Верно, я выдавил из себя самое худшее, что можно было придумать в подобном положении.

Она простила меня на удивление быстро.

— Оставьте. Вздор, — так же негромко, без фальшивых придыханий, без возведенных глаз сказала она. — Презирайте меня. Поносите бесстыдницей. Но перед вами не стану скрывать, покуда вы — первый за долгие годы, кто сделался ко мне человечным. Кто прислушался ко мне. Так прислушайтесь и сейчас: я не скорблю по мужу. Я такая дрянная, что вам в том признаюсь.

— Я вам верю, — только и сказал я.

А она чуть приоткрыла рот, громко вздохнула и прижала тонкую руку ко лбу, на миг закрыв лицо. Неужто слеза скатилась по румяной щеке и канула в отблеск жаркого пламени?

А она уже оказалась совсем близко с сухими глазами и странным голосом повелела:

— Тогда расскажите мне о тиграх.

— О да, — рассеянно произнес я. — Я видел тигров. И живых, и мертвых. Я даже подстрелил одного… А все потому, что этот тигр… он был…

Она стояла подле и с жадностью всматривалась мне в лицо. Но помимо этой жадности юной девочки, готовой принять любую ложь, в ней жила мудрость зрелой женщины, готовой любую ложь мне простить.

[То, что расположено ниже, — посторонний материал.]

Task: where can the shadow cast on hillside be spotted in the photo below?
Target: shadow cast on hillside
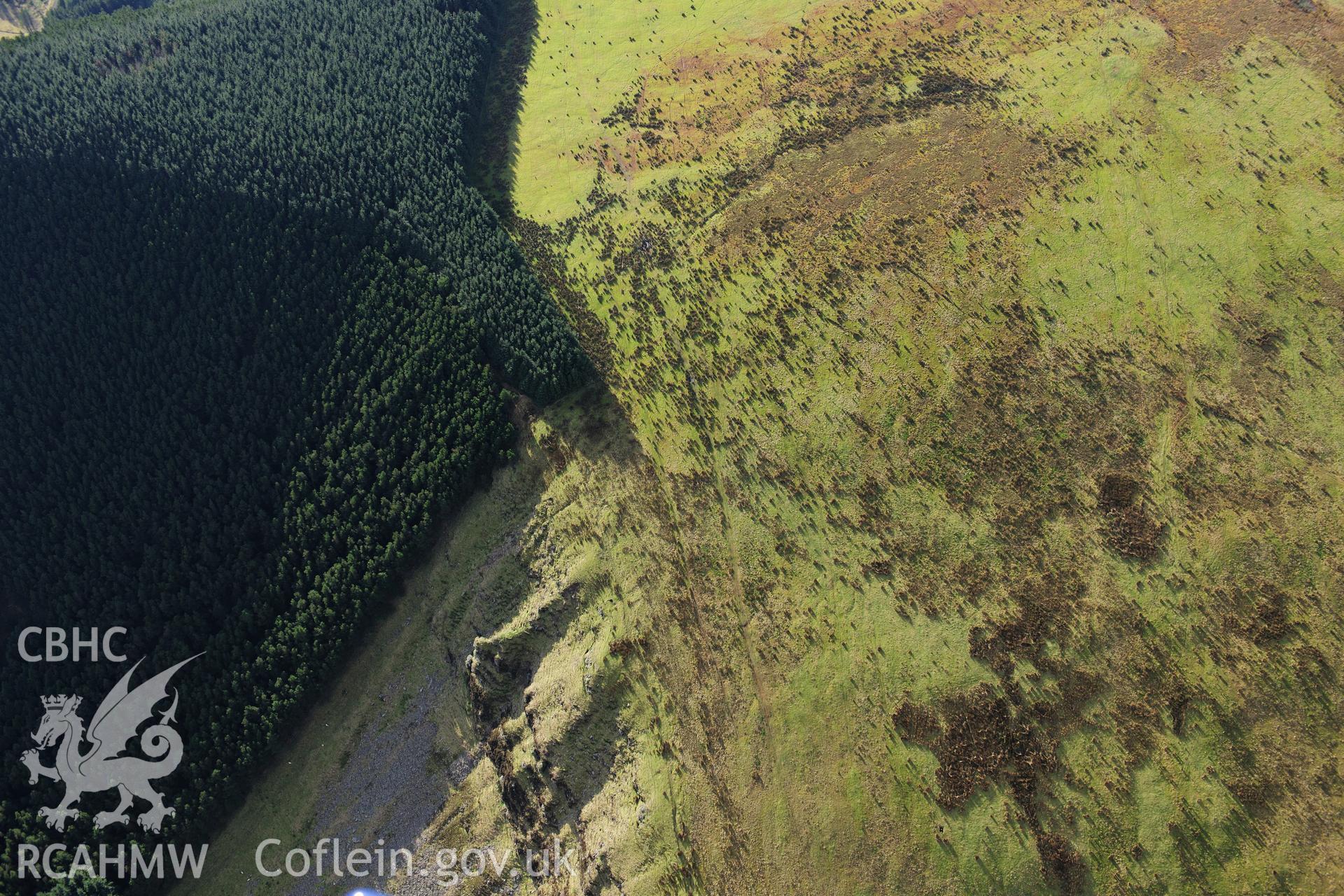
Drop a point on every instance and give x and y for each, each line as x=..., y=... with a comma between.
x=511, y=27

— Он был людоед, — сказал я, закрывая глаза. — Вы знаете, Амалья, стоит хоть один раз тигру отведать человеческого мяса, как он уже не может вкушать ничего другого. И вот, этот зверь принялся стращать крохотную деревеньку. Они, конечно, мало что могли против обезумевшего хищника… Я не могу позволить себе описать те ужасы, которые он вытворял…

Амалья положила руку мне на плечо.

— О Боже мой, это ужасно! Нет-нет, расскажите мне все! Расскажите, ведь вам, верно, было так жутко переживать те минуты!..

— Неподобающе… говорить о таких вещах даме!.. — запротестовал я.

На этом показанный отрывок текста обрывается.